Doing perturbation error growth tests

Doing perturbation error growth tests is a way to validate a port of the model to a new machine or to verify that changes are only roundoff. The steps are the same in either case, but in the discussion below I will assume you are doing a port validation to a new machine (but in parentheses I will put a reminder that it could also be for code-mods). The basic idea is to run a case on the trusted machine (trusted code) and another with initial conditions perturbed by roundoff and compare the results of the two. The difference between these two simulations (the error) will grow over time and describe a curve that we compare with the error growth on the new machine (code changes).
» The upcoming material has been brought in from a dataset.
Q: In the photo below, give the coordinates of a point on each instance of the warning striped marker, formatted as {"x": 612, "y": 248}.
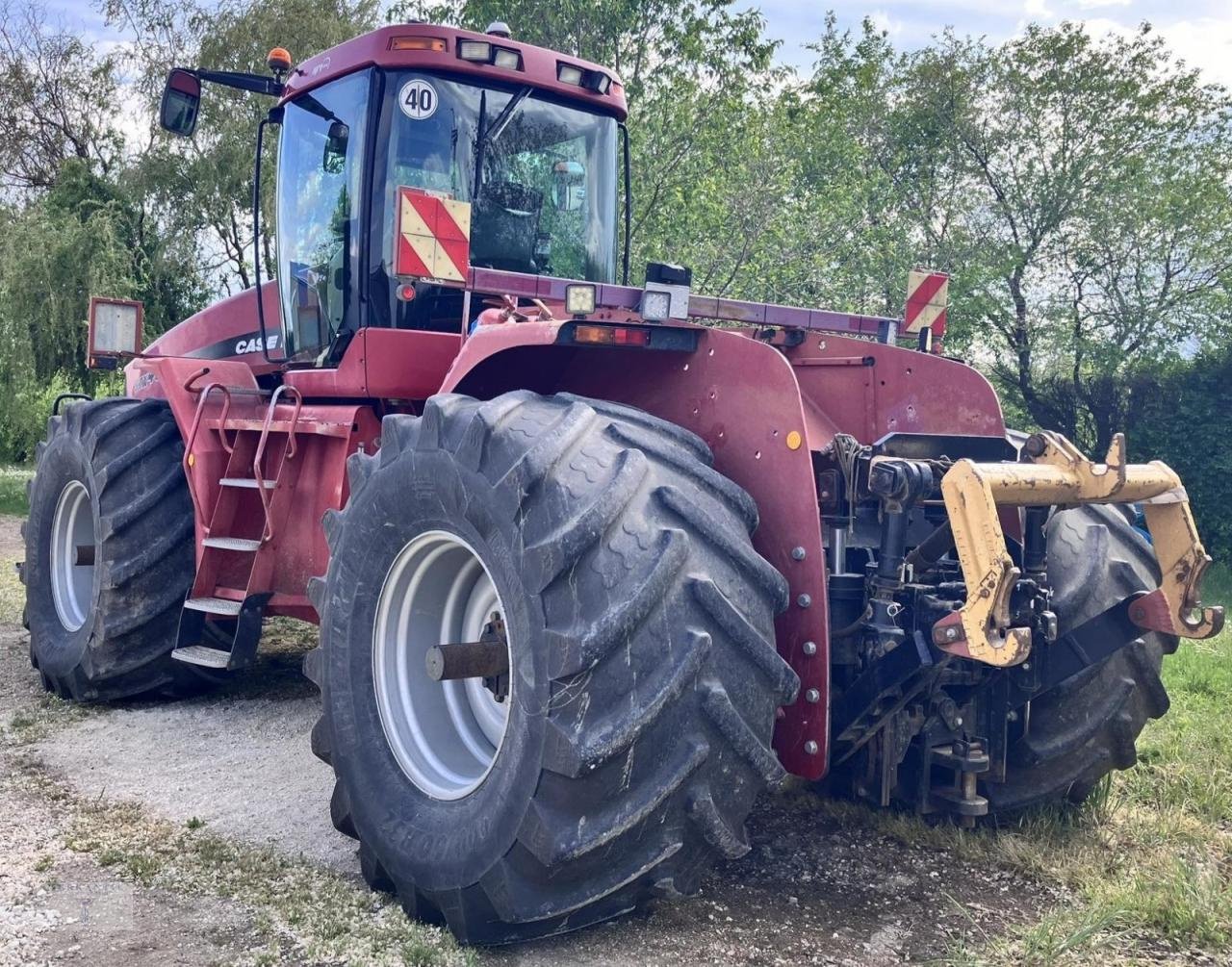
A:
{"x": 928, "y": 294}
{"x": 434, "y": 237}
The error growth on the new machine is the difference between the non-perturbed state on the trusted machine and the non-perturbed state on the new machine (code changes). If the new machine (code changes) are well-behaved the plot of this error growth compared to the error growth curve on the trusted machine should be similar. If the changes are NOT well-behaved the changes from the new machine (code changes) will be larger than the perturbation changes. In summary the simulations and steps that need to be performed are:

  1. Run a simulation with the trusted code on the trusted machine. (optionally you can use a dataset from inputdata repository).

  2. Run a simulation with the trusted code on the trusted machine with initial conditions perturbed by roundoff (using a namelist item to do so). (this is optional is you are using inputdata repository datasets)

  3. Run a simulation with the new code on the non-trusted machine (code changes).

  4. Do a plot of the RMS difference of history variables between simulation 1 and simulation 2.

  5. Do a plot of the RMS difference of history variables between simulation 1 and simulation 3.

  6. Compare the two plots in steps 4 and 5.

  7. If the plots compare well the new machine (code changes) is running as well as the trusted machine.

  8. If the plots do NOTcompare well the new machine is NOTrunning as well as the trusted machine. Typically the recommendation here is to lower the optimization level on the new machine and try again (or in the case of code changes, modify or simplify the code changes to get something that should be closer).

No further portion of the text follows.